Being brave is, I think, a very personal concept. What one person can do with ease, another may require a lot of bravery for (I'm thinking here about how my sons can go down super steep water slides while I can't bear to - to name just one example!).
That said, I generally consider myself quite good at being brave: putting myself out of my comfort zone, thinking: would I rather do this thing I don’t want to do or regret not doing it later. That tactic has seen me through all sort of instances I would not have anticipated!
But a challenge I face with painting is that I regularly feel I need to approach it with bravery, which stems, I think, from my fear of failure. I love that I don’t know how a painting will turn out when I start it. But that thought is equally terrifying too! Sometimes the unknown results in happy surprises; sometimes in paintings that just don’t work…

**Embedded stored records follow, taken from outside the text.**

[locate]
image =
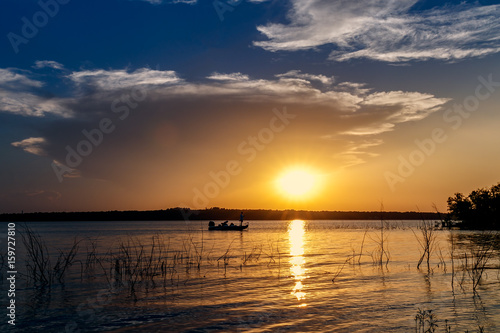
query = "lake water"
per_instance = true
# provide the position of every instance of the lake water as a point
(274, 277)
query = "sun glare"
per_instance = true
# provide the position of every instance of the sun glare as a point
(296, 183)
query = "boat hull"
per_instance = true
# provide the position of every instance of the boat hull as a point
(228, 227)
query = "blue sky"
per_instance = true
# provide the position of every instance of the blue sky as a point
(365, 79)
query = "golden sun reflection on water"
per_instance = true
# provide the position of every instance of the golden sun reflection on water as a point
(296, 235)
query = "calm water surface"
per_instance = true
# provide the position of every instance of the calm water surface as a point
(274, 277)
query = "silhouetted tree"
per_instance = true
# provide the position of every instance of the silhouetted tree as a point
(479, 210)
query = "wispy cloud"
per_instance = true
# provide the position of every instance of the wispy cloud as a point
(228, 77)
(32, 145)
(310, 77)
(48, 63)
(120, 79)
(347, 111)
(386, 30)
(18, 95)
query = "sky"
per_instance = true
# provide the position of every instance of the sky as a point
(292, 104)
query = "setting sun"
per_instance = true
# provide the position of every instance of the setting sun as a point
(296, 182)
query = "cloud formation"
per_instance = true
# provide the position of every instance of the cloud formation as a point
(20, 95)
(386, 30)
(223, 106)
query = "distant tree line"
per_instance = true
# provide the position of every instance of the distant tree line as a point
(479, 210)
(215, 213)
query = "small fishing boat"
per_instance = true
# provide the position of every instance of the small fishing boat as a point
(226, 226)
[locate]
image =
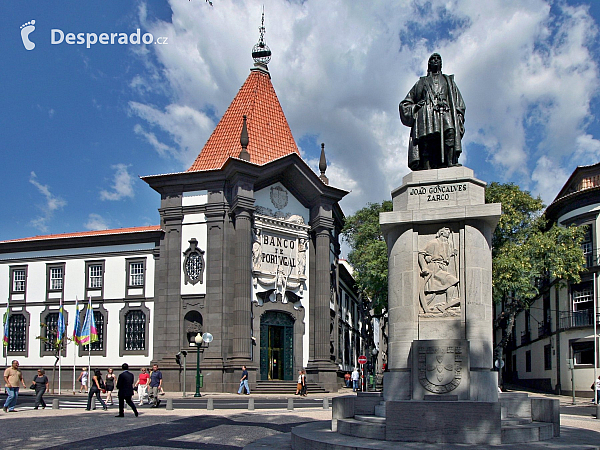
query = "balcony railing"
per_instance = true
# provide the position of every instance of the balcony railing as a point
(544, 329)
(572, 319)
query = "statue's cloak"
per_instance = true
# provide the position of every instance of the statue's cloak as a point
(426, 121)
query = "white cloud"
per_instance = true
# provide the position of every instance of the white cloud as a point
(341, 68)
(53, 204)
(122, 184)
(96, 222)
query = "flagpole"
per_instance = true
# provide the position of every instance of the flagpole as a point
(91, 311)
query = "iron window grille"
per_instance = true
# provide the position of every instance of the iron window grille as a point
(99, 344)
(17, 333)
(19, 280)
(56, 278)
(136, 273)
(135, 330)
(51, 331)
(95, 276)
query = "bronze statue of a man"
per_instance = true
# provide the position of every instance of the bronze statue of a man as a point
(435, 111)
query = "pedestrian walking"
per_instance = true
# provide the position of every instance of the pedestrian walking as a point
(155, 385)
(299, 384)
(596, 388)
(12, 378)
(142, 386)
(303, 382)
(110, 385)
(355, 378)
(83, 377)
(125, 387)
(96, 386)
(41, 386)
(244, 381)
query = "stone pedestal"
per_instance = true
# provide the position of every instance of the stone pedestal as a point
(440, 287)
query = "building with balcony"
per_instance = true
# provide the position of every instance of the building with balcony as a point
(247, 249)
(552, 344)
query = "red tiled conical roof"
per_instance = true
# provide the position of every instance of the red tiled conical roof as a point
(268, 130)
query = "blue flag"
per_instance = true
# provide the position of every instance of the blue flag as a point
(76, 331)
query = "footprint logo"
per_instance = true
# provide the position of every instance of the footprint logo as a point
(26, 30)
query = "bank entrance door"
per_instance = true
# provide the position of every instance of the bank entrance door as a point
(276, 346)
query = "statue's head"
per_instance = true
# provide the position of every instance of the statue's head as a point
(445, 232)
(435, 63)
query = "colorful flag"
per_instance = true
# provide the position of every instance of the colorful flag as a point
(76, 330)
(88, 330)
(5, 338)
(61, 326)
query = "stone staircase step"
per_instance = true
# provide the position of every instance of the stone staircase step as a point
(531, 432)
(380, 409)
(361, 428)
(372, 419)
(515, 421)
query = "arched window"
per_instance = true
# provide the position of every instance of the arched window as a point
(135, 330)
(17, 333)
(98, 345)
(193, 325)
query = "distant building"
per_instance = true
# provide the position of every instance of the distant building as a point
(559, 326)
(247, 250)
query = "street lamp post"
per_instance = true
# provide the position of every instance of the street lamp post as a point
(199, 339)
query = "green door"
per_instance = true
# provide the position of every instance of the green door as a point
(276, 346)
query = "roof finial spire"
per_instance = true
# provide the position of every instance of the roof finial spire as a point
(323, 165)
(261, 53)
(244, 141)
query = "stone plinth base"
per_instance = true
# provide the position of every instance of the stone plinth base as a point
(443, 422)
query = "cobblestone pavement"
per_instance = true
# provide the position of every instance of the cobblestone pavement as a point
(198, 428)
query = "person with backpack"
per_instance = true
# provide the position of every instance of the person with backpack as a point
(96, 386)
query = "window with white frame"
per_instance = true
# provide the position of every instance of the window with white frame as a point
(56, 278)
(19, 277)
(136, 273)
(95, 275)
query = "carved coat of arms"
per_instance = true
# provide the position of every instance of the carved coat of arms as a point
(440, 368)
(279, 197)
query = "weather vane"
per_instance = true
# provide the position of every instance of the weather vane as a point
(261, 53)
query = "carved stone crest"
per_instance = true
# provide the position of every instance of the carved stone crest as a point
(279, 197)
(193, 263)
(440, 368)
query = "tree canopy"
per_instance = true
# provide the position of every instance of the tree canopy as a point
(527, 251)
(368, 255)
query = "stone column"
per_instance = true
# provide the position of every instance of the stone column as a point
(166, 320)
(242, 284)
(321, 306)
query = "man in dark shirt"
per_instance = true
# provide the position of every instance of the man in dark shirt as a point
(155, 385)
(244, 381)
(125, 387)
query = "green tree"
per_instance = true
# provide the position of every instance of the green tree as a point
(527, 253)
(368, 255)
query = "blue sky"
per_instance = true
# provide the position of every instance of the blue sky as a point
(79, 125)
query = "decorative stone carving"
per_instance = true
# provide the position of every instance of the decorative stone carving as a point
(438, 287)
(279, 197)
(193, 263)
(256, 250)
(302, 244)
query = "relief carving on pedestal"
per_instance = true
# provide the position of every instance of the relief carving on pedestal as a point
(438, 285)
(440, 368)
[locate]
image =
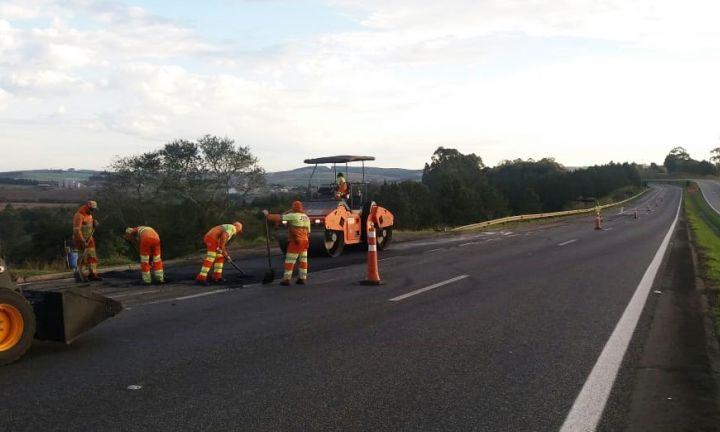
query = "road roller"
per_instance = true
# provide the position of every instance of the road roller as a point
(337, 222)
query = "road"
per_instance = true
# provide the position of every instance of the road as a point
(504, 331)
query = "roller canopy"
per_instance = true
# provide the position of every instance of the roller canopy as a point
(338, 159)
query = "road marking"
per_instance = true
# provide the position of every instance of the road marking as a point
(202, 294)
(133, 293)
(589, 405)
(428, 288)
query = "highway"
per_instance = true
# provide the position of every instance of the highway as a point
(496, 331)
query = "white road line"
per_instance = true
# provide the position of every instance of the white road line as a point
(590, 403)
(133, 293)
(428, 288)
(202, 294)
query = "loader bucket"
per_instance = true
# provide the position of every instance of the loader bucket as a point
(64, 315)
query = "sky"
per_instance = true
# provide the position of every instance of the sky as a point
(584, 81)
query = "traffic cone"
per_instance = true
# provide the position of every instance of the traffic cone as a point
(373, 277)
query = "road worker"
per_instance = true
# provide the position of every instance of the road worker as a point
(216, 242)
(342, 188)
(298, 241)
(84, 241)
(148, 242)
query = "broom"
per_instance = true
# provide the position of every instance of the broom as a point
(269, 273)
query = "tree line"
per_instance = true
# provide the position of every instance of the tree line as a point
(458, 189)
(186, 187)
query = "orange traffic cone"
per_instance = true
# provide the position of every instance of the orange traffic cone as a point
(373, 277)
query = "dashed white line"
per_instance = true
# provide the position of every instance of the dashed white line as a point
(588, 408)
(202, 294)
(428, 288)
(133, 293)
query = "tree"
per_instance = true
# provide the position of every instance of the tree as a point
(460, 188)
(203, 181)
(715, 158)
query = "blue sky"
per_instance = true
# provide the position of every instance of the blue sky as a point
(84, 81)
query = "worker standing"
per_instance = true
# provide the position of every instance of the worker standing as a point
(84, 242)
(342, 188)
(298, 241)
(149, 247)
(216, 242)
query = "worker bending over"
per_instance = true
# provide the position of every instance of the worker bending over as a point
(298, 241)
(148, 242)
(84, 242)
(216, 242)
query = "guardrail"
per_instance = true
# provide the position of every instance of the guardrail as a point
(542, 215)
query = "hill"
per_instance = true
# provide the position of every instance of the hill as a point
(323, 174)
(291, 178)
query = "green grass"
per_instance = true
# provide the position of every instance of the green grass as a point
(705, 226)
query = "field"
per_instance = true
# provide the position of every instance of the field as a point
(24, 196)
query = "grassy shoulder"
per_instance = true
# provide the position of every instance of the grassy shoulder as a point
(705, 226)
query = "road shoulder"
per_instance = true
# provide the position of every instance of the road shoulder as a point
(669, 382)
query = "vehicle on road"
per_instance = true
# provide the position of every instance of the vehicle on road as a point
(336, 223)
(56, 315)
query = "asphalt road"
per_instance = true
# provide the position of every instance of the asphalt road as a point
(504, 339)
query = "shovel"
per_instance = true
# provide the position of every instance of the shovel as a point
(269, 273)
(83, 278)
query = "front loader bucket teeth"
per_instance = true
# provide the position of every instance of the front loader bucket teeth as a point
(64, 315)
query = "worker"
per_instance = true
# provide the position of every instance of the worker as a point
(216, 242)
(149, 247)
(342, 188)
(298, 241)
(84, 241)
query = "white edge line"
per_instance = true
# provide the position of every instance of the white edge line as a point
(589, 405)
(428, 288)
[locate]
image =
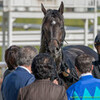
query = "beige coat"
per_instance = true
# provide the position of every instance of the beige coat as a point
(42, 90)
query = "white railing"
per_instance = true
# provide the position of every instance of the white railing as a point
(73, 37)
(35, 5)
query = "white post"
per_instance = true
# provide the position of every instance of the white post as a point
(10, 26)
(3, 36)
(3, 40)
(86, 33)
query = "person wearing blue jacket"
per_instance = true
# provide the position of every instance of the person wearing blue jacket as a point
(21, 76)
(88, 87)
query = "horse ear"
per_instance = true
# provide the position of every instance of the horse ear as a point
(43, 9)
(61, 8)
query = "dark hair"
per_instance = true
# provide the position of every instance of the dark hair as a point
(43, 67)
(83, 63)
(26, 55)
(11, 55)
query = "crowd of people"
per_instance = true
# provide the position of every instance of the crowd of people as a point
(33, 76)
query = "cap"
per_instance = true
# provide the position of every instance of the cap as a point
(97, 39)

When the latter happens, I try to remind myself that fortune favours the brave. So when something doesn’t work out as expected, I challenge myself to mix it up, get bolder, be braver and see what happens next. To trust in the joy of experimenting.
It has been this approach which has fuelled my love of painting with palette knives. I still use brushes too, but I love the freedom that palette knives give me - the way they cut up the paint, create textures and lead to unexpected surprises - my favourite being the bird that appeared in this mountain scene. It was completely unplanned, but a friend saw it camouflaged there and pointed it out to me. Can you spot it? (I'll give you a clue, it's in the highest mountain, looking to the right.)
So in the weeks ahead, I'll be gathering my bravery and going bold as I revisit a couple of paintings that have been lurking in my studio, not quite right, awaiting some inspiration.
And now I've acknowledged the challenge, suddenly it feels less scary, and I remember that sometimes being brave can feel fun!